Theoretical study of the bandgap regulation of a two-dimensional GeSn alloy under biaxial strain and uniaxial strain along the armchair direction.

Recently, two-dimensional germanium-tin (2D-GeSn) alloys have attracted considerable attention because they have been predicted to possess a direct bandgap, and this bandgap can be tuned by changing the Sn concentration. However, the tuning efficiency of alloying Sn is still relatively low, and alloying more Sn in 2D-GeSn is difficult to accomplish. To address this issue, the band structures for 2D-GeSn under different strain types (including biaxial and uniaxial strain along the armchair direction, as well as compressive and tensile strain) are investigated using a first-principles method based on density functional theory combined with a GGA+U method and special quasirandom structures.
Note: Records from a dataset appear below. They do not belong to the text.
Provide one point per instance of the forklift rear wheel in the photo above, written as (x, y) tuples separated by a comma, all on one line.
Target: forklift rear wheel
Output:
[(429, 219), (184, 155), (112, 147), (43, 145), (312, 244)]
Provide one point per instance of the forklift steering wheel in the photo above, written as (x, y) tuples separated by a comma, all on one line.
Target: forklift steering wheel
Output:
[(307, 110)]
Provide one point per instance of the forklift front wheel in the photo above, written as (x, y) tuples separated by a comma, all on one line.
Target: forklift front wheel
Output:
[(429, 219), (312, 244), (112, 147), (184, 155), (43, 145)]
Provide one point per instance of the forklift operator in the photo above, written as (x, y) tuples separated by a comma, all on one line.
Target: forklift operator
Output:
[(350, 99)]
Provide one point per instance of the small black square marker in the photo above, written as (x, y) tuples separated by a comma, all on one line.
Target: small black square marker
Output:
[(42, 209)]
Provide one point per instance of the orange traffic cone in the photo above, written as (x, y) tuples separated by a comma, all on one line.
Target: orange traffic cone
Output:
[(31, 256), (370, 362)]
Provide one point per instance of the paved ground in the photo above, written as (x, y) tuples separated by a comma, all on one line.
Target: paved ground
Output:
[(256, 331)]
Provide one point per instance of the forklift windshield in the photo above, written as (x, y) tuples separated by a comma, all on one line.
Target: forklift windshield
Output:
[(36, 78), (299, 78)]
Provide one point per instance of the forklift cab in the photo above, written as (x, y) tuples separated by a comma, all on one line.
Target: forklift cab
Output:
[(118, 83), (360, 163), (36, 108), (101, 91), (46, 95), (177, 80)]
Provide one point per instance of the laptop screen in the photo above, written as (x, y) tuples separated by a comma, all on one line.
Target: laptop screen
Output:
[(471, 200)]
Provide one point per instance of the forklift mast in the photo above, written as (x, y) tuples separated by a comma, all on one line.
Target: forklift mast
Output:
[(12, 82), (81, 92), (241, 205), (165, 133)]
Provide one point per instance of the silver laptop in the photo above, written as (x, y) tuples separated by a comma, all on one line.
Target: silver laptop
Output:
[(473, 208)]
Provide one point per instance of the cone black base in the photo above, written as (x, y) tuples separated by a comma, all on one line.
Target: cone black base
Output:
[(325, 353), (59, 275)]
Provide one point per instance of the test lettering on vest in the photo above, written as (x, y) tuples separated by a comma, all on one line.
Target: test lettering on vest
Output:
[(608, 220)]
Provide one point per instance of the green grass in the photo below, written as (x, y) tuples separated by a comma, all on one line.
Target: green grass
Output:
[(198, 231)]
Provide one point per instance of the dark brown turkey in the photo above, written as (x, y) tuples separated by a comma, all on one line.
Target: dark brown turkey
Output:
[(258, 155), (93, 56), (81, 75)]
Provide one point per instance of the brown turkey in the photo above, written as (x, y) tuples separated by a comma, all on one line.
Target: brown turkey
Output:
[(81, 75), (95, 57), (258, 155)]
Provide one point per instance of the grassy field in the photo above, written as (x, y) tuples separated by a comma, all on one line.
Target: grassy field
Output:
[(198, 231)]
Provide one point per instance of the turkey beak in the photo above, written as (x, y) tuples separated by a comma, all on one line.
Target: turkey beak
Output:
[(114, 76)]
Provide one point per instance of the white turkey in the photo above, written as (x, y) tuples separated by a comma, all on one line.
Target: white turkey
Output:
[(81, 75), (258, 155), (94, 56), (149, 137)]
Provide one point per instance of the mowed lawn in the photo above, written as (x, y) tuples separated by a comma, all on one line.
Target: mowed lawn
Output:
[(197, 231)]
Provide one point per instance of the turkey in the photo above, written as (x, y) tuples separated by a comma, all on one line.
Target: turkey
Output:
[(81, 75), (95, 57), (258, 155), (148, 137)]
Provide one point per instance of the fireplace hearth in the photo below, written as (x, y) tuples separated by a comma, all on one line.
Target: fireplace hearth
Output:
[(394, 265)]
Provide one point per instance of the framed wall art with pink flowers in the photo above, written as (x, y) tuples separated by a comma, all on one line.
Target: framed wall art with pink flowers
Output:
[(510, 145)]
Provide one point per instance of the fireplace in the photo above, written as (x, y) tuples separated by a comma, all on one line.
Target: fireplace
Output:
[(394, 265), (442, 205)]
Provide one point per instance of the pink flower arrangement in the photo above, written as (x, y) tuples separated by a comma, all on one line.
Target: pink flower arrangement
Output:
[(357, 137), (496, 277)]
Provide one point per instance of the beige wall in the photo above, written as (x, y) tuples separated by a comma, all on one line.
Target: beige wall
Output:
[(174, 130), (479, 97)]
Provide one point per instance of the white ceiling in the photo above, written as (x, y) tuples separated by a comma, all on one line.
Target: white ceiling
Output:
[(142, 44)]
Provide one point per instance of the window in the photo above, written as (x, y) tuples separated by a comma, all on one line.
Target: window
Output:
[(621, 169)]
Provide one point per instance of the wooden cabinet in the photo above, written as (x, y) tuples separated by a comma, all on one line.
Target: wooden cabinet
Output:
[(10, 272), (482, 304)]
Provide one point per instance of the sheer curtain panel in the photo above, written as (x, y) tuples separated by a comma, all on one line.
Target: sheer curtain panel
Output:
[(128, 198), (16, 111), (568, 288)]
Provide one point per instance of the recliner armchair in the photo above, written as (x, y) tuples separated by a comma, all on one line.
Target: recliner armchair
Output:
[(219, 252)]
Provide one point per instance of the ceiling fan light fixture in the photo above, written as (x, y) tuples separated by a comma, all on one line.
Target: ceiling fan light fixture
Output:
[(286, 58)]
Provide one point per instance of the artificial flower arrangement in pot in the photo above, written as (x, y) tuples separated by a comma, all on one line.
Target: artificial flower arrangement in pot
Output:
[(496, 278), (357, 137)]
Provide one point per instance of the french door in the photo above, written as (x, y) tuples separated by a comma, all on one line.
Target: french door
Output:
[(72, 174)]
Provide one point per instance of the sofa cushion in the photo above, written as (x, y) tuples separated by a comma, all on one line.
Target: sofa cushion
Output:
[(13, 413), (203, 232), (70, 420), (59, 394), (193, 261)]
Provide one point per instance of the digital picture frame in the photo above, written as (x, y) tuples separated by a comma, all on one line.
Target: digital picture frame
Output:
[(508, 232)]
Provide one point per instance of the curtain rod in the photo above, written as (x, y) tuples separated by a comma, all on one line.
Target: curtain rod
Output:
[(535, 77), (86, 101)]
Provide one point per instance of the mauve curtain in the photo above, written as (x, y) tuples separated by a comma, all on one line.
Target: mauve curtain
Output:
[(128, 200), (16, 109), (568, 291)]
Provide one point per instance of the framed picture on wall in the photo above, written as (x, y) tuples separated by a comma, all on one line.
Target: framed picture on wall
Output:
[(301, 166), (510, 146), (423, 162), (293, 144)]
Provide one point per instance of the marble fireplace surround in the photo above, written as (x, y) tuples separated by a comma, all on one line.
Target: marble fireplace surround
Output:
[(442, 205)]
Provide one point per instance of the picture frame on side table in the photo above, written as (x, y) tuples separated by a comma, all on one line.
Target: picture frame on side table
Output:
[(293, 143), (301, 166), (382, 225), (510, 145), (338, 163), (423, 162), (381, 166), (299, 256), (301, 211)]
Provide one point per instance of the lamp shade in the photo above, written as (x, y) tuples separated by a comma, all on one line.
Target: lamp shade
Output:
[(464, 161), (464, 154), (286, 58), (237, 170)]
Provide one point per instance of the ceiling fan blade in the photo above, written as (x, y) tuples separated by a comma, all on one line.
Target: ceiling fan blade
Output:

For tensile strain, the results indicate that both biaxially and uniaxially strained 2D-GeSn alloys exhibit direct bandgaps, and their bandgaps decrease as the strain strength increases. The bandgap tuning efficiency for biaxial strain is higher than that for uniaxial strain. For compressive strain, both biaxially and uniaxially strained 2D-GeSn alloys exhibit a large indirect bandgap area, and their bandgaps increase as the strain strength increases; however, their distribution shapes are slightly different. To uncover the physical origin of the difference between them, the projected band, the projected density of the states, the bond length and the bond angle for 2D-GeSn are analyzed. Overall, these results indicate that the combination of alloying Sn and applying an external strain is a good way to reduce the necessary Sn concentration, and this may provide comprehensive theoretical guidance for the strain energy band engineering of 2D-GeSn.